Let Lx = {[M,x]: M writes an x at some point, when started on blank input}. Prove that Lx is undecidable using a Turing reduction.

Shit, I knew one of these would be on the final. Okay, I think this is that thing where you like make a Turing machine in a Turing machine and then somehow it decides itself. Well shit, I never did figure out how to do these. Well, I know the first line:

We suppose that Lx is decidable. Now, let R be a Turing machine deciding Lx. We will construct a Turing machine, S, that decides ATM.

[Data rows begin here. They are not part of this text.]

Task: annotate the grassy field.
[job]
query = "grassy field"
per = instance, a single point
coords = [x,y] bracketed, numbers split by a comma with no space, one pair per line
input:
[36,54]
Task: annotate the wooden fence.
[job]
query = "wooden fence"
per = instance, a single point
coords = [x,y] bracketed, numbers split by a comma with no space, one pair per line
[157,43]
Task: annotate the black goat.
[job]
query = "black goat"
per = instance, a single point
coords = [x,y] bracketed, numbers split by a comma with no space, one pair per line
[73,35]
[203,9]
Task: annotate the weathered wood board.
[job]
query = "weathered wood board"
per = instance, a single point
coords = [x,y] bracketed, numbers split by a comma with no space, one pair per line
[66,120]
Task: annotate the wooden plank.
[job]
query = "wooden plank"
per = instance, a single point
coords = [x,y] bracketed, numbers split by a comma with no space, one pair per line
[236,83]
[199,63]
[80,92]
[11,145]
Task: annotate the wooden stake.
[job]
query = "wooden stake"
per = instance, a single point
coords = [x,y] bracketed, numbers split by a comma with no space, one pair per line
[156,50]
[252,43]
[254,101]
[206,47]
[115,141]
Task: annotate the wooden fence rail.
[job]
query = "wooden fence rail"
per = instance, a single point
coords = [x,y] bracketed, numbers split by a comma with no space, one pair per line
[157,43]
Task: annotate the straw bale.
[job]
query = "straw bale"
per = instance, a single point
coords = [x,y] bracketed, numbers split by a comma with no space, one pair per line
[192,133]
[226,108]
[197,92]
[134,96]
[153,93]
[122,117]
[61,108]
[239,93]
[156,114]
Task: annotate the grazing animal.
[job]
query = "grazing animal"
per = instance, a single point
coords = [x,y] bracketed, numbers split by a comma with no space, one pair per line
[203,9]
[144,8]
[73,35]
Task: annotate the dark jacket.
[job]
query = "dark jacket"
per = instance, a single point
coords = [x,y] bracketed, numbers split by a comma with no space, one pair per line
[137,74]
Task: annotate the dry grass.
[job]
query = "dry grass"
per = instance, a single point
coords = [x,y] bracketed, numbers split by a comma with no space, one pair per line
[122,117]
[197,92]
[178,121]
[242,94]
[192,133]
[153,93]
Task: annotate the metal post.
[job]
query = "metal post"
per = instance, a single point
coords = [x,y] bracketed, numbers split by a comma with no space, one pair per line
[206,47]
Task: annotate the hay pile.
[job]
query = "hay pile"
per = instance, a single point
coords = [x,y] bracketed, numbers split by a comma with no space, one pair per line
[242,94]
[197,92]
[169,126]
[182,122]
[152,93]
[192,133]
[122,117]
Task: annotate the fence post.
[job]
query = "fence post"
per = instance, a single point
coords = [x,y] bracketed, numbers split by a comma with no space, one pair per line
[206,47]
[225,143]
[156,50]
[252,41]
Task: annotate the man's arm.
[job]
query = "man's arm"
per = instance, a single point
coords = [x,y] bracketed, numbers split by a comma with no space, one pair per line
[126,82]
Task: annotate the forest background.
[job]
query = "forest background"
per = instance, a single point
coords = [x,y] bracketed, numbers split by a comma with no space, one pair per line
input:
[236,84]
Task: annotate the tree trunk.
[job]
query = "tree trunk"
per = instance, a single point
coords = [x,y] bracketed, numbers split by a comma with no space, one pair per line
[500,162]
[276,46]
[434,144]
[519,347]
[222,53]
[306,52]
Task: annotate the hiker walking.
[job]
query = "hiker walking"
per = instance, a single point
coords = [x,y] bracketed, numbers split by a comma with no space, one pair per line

Phew, that wasn’t so bad. Now for the hard part: actually doing it. We’re making R, right? No, dammit, I think we’re making S. Okay we’re definitely making S. Which like has R inside it. Yeah, that’s it. Okay, so now we say how to build S. Here we go: 

Construct S as follows:

Input is [M,w], where M is the code for a Turing Machine and w is a string.

Well fuck, now what? I just introduced a new Turing Machine. Can this be right even? Oh well, can’t stop now. Wait, so M is the one that decides ATM…nope, that’s S. Ohhhh, M runs R on stuff! …I thought S did that though? Now I just have a Turing Machine in my Turing Machine doing the thing that my outer one was supposed to do. Ehh. Better keep writing.

Construct the code for a new Turing machine MW as follows:

On input y (which will be ignored)

I think usually in class examples it gets ignored, but also I don’t know what the fuck I would do with it anyway. Okay, now we just run one of those other guys on this string w, right? This feels almost familiar. Which one though? Can’t be R, so let’s do M, since that guy is still floating around and hasn’t been used.

Simulate M on w

Wait, that was too simple. What is this problem even about? Oh, finding X’s or some shit. Okay, then we gotta do something with x’s on the input string. Which input string? FIVE MINUTES LEFT ARE YOU KIDDING!? Ummmmmmm. Fuck. Okay, let’s make something up. Uhhh, how about every time we see an x, we accept? Wait, but we’re running MW right? Or M? I forget. IS THERE A DIFFERENCE? WHY DID I MAKE ALL THESE STUPID MACHINES?  Would there be x’s on w? Probably not. Let’s just have M do whatever the fuck Mw does since I think they’re the same anyway and this final is BULLSHIT.

If M rejects w, reject.
If M accepts w, accept.

Wait, still too easy. Gotta make it look like I tried somehow. I know, let’s print some x’s or something. Try this:

If M accepts w, print an x and accept.

Yeah, that looks good. Now there’s an x in there. Which is what we’ve been looking for all along? CRAP ONE MINUTE. Okay now I gotta end this. How? Oh yeah, run that other Turing Machine…

Run R on M.

Is that the right one? Maybe. I don’t know anymore. I DON’T KNOW ANYTHING. WHAT HAVE I LEARNED? WHERE AM I? MUST KEEP WRITING.

If R accepts, accept. If R rejects, reject.

There, that looks pretty final. Okay, now I just gotta be like “look it was sooooo right.”

So If M accepts w, then Mw will print x. If M rejects w or loops on w, then Mw won’t print x. So R will accept exactly when M accepts w. Therefore, S decides ATM, but we know that ATM is undecidable, so S can’t exist and Lx must have been undecidable.

Well that was completely wrong. Fuck this shit. I’m going to happy hour.